Da Gewahrsein der eigenen Bedürfnisse und Kontakt zu deren Befriedigung immer nur im “Hier und Jetzt” erfahrbar und beobachtbar ist, geht auch der Gestalttherapeut ganz unmittelbar vom “Hier und Jetzt” der therapeutischen Beziehung aus: Ihn interessiert zunächst mehr die Struktur und der Prozess des gegenwärtigen Kontaktverhaltens des Patienten (Was geschieht? Wie geschieht es?) und erst sekundär die Kausalität und historische Bedingtheit der gegenwärtigen Beziehung (Warum geschieht es?).

In der Behandlungstechnik spielen Rückmeldungen eine große Rolle, durch die der Patient auf ihm nicht bewusste körperliche oder sprachliche Reaktionen aufmerksam gemacht wird mit dem Ziel, seine Selbstwahrnehmung zu verbessern. Ebenso erweitern Techniken des Perspektivenwechsels und des Rollentauschs, in denen der Patient aufgefordert wird, aus der Perspektive eines Anteils der eigenen Person oder eines Partners oder Kontrahenten engagiert zu sprechen, die Bewusstheit Umgang mit eigenen Bedürfnissen und Ängsten. Bekannt geworden ist die Technik des “leeren Stuhls” mit deren Hilfe dieser Perspektivenwechsel symbolisiert werden kann. Prinzipiell nutzen Gestalttherapeuten zur Erlebnisaktivierung beim Patienten ein breites Spektrum von Techniken, die auch Malen, Modellieren, Traum- und Tagtraumarbeit und anderes umfassen können.

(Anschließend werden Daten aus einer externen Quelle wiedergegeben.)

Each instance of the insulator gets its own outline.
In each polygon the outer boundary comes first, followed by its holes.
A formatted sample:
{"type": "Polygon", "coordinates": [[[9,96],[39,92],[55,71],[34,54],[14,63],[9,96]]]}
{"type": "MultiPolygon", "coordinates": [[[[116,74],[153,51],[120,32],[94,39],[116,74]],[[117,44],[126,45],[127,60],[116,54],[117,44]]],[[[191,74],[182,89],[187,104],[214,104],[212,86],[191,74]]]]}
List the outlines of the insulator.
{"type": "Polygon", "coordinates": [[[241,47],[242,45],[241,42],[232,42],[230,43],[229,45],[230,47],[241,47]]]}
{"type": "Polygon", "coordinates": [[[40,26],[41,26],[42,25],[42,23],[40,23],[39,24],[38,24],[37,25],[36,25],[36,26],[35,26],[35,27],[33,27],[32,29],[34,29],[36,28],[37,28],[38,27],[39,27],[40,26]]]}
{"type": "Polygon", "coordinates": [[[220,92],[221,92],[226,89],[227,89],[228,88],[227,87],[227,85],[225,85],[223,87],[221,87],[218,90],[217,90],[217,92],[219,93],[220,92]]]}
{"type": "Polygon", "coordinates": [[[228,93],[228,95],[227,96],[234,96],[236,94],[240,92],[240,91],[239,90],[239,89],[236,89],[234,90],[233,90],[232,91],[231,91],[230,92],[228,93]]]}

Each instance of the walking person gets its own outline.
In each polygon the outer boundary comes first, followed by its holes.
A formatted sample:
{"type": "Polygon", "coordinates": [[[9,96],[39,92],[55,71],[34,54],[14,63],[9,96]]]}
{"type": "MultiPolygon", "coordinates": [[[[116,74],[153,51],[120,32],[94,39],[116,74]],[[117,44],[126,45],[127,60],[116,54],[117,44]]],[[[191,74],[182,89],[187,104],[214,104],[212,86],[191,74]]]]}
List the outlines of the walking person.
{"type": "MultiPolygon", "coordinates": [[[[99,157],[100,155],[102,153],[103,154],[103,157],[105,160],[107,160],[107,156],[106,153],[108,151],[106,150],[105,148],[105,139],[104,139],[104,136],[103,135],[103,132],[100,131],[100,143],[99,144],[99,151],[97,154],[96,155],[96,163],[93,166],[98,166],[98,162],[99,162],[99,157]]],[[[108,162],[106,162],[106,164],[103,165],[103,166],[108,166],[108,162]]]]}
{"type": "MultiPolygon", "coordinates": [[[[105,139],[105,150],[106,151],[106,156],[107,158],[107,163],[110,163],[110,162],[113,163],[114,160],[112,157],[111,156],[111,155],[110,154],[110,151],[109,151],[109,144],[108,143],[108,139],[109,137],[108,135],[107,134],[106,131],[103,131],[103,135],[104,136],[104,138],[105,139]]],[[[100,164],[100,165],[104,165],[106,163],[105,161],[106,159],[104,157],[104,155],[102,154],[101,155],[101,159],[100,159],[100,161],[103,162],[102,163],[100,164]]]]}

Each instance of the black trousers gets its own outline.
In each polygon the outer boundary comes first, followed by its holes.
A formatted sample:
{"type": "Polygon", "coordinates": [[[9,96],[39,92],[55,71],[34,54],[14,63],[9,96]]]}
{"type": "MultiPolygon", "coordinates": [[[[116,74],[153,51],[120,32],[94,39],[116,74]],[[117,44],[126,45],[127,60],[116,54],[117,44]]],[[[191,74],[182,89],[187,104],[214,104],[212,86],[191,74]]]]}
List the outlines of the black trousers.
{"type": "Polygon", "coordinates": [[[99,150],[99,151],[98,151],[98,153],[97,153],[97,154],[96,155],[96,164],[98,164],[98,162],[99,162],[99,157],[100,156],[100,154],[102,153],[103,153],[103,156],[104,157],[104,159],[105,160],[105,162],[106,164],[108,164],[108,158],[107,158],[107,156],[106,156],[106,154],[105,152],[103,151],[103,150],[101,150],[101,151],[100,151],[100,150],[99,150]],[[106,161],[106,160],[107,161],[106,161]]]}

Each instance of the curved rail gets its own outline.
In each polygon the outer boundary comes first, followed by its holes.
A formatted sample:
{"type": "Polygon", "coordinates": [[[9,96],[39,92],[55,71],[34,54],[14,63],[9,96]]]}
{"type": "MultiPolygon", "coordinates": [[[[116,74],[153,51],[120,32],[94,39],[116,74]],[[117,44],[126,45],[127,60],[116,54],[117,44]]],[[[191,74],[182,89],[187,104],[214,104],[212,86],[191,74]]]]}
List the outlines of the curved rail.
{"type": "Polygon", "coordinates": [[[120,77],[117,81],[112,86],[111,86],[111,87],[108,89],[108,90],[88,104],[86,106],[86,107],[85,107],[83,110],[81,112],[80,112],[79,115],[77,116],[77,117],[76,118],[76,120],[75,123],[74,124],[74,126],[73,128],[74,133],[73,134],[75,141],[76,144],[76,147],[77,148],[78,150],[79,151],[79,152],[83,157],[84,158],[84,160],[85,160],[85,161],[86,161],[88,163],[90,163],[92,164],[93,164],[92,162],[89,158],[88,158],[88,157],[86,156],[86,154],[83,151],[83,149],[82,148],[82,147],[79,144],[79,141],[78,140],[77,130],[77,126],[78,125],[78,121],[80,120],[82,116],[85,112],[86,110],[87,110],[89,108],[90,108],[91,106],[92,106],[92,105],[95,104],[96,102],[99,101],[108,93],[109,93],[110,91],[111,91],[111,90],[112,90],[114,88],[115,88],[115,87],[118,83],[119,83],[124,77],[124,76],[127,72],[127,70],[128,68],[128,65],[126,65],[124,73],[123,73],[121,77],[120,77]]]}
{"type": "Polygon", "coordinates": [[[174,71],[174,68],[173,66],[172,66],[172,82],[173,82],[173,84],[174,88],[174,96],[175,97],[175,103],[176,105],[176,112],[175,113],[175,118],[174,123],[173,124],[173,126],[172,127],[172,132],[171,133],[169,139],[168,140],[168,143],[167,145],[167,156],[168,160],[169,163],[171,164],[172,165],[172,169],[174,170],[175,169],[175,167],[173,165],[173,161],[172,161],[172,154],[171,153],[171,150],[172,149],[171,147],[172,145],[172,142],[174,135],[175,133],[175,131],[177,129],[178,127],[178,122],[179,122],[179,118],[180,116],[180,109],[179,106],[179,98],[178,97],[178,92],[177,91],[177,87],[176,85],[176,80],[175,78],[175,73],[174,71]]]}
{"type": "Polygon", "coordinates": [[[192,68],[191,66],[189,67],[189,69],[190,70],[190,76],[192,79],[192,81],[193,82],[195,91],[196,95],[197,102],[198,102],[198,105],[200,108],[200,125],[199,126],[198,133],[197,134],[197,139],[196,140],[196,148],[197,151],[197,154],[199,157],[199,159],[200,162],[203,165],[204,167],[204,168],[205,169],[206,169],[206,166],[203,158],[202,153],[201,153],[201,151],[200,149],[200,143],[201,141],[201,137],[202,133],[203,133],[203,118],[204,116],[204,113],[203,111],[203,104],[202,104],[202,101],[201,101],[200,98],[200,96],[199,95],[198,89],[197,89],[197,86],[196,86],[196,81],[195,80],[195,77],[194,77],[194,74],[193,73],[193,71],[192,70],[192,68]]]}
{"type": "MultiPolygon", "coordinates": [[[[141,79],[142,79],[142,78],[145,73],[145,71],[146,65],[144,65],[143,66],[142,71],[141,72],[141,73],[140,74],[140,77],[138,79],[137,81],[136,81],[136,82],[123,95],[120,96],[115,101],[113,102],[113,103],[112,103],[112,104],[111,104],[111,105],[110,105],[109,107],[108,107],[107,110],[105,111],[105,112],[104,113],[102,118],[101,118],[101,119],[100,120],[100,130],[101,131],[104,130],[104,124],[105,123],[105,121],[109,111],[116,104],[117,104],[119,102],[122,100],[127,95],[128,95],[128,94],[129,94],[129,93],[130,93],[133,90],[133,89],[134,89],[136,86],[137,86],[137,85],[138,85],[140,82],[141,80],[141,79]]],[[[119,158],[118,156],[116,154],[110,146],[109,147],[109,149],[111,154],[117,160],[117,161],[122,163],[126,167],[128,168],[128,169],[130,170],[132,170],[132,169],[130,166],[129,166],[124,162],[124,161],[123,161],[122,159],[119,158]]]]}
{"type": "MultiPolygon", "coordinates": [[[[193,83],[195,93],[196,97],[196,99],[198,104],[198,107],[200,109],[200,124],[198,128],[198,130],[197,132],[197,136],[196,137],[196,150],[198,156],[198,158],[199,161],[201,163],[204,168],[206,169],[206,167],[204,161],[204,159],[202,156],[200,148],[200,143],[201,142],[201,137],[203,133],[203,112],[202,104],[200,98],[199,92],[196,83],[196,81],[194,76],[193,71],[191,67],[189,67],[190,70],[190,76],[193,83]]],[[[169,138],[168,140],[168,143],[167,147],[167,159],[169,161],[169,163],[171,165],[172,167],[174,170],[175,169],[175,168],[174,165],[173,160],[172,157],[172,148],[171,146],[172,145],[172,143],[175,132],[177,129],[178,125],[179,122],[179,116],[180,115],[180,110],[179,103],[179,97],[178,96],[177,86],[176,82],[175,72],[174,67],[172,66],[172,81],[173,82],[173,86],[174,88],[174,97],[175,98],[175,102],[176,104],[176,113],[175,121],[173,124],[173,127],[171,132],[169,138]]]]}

4. Therapeutische Beziehung

Die Gestalttherapie geht von der grundsätzlichen Selbstverantwortlichkeit des Menschen aus, die auch in der Beziehung von Therapeut und Patient Geltung hat, andererseits aber für den Patienten auch ein Problem darstellen kann. Daher ist eine tragfähige und belastbare, von der Seite des Therapeuten auch unterstützende Beziehung die Voraussetzung für die oft konfrontierende und frustrierende Vorgehensweise in der Therapie. Diese Doppelseitigkeit der Therapeut-Patient-Beziehung ist die Grundlage für die Verbesserung der Selbstorganisation und der Autonomie des Patienten im Zuge der Behandlung.

5. Therapieziele

Gestalttherapie strebt an, dem Patienten dabei zu helfen, seinen Wahrnehmungs- und Kontaktstörungen auf die Spur zu kommen, d. h. sie bewusster zu erleben und darüber Handlungsalternativen zu gewinnen, um sie zu überwinden. Letztlich ist damit eine veränderte, lebendigere Beziehung zu den Mitmenschen und zur Umwelt im Allgemeinen angezielt, die psychische Symptome als Ausdruck eines gestörten Verhältnisses von Organismus und Umwelt verringert bzw. zum Verschwinden bringt.

Im Sinne der Selbstverantwortlichkeit liegt es beim Patienten, sich darüber Rechenschaft zu geben, ob ihn der eingeschlagene Weg überzeugt und ihn die Behandlung in seiner inneren Entwicklung weiterbringt bzw. wann er das Behandlungsergebnis für ausreichend hält. Aufgabe des Therapeuten wiederum ist es, dem Patienten, die notwendigen Informationen für eine begründete Entscheidung zur Verfügung zu stellen und sie zu respektieren.

6. Indikationsbereiche

Gestalttherapie hat ein breites Indikationsspektrum, behandelt werden v. a. neurotische, psychosomatische, Persönlichkeitsstörungen und Suchtprobleme. Eine gestalttherapeutische Behandlung kann durch die Aktualisierung lebensgeschichtlicher Konflikte und Traumata zeitweise eine erhebliche psychische Belastung darstellen, der bis zum Aufbau neuer Bewältigungsmöglichkeiten in der Therapie Rechnung getragen werden muss. Schwere psychische Erkrankungen, z. B. Psychosen erfordern ein modifiziertes Vorgehen, sind aber grundsätzlich ebenfalls behandelbar.